Government slammed over satellite proposal

Government slammed over satellite proposal

Activist says scheme would incur 91bn debt

The Theia Satellite Network's plan is to cover the entire Earth (including Thailand, left) with ' a constellation of 112 operational satellites in low-Earth orbit, non-geostationary satellites. (Graphic via
The Theia Satellite Network's plan is to cover the entire Earth (including Thailand, left) with ' a constellation of 112 operational satellites in low-Earth orbit, non-geostationary satellites. (Graphic via

Political activist Srisuwan Janya launched a public campaign Sunday against the Defence Ministry's new satellite project, accusing the government of attempting to incur up to 91.2 billion in public debt to fund the satellite procurement project.

Mr Srisuwan said the Defence Council last week approved a proposal for the Defence Ministry to draft a 2018-2027 strategic plan on space affairs for country defence purposes in paving the way for the purchase of 112 satellites called Theia.

Defence Ministry spokesman Khongcheep Tantrawanich said on Thursday the ministry should have its own satellite for security-related tasks, though a satellite would also be shared with other state agencies.

He was speaking after a meeting of the Defence Council, chaired by Defence Minister Prawit Wongsuwon, who is also deputy prime minister.

According to ministry sources, the defence council had ordered the Defence Technology Institute (DTI) and the ministry's space affairs and cyber centre to assess the Theia satellite project.

It is part of the Thailand Satellites Data Information Processing Centre (TSDIPC), in which Thailand will work with the United States and other countries, the sources said on Thursday.

The US Theia Group invited the Thai government to co-invest in a satellite (Theia Space) with another four or five countries, the names of which were not revealed, the sources said.

Theia Space can be used for image recording and survey natural resources, as well as national security purposes. This will give important information and yield economic benefits so it is in line with the Thailand 4.0 policy, one of the sources said.

The co-investment programme could take about 15 years at a cost of two billion baht a year, the sources said, noting Thailand may opt to only lease the satellite.

Mr Srisuwan, however, said he has learnt that the estimated cost of the plan to purchase the 112 satellites is 91.2 billion baht, excluding the cost of launching the satellites into space.

According to him, a former Thai politician is brokering the satellite deal between the TSDIPC and the US that is similar to ones that Saudi Arabia and Kazakhstan have already been lured by the US into agreeing on.

He said the cameras in these spy satellites are capable of zooming into an area in great details and can even capture a clear image of someone punching a number into a mobile phone screen.

This clearly is a violation of the rights and freedom of the people, which is against Sections 4, 25, 32 and 36 of the 2017 constitution, he said.

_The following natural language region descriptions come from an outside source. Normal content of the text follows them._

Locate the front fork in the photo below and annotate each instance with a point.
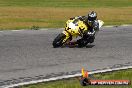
(68, 37)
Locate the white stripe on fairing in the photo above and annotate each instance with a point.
(64, 77)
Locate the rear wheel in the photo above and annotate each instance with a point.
(58, 41)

Still, he said, since the satellite purchase project had not been scrutinised by parliament, the project could possibly be in breach of Section 178 of the 2017 constitution.

He said the chairman of the board of directors of the Defence Technology Institute already signed a letter of agreement (LOA) in December, a letter of intent (LOI) in March, and a letter of consent (LOC) in April regarding the project.

The signing of these documents was acknowledged by Deputy Prime Minister Prajin Juntong in his capacity as chairman of the committee on national space policy and Deputy Prime Minister Prawit Wongsuwon in his capacity as the defence minister, Mr Srisuwan said.

The Defence Ministry was not available for comment on Sunday.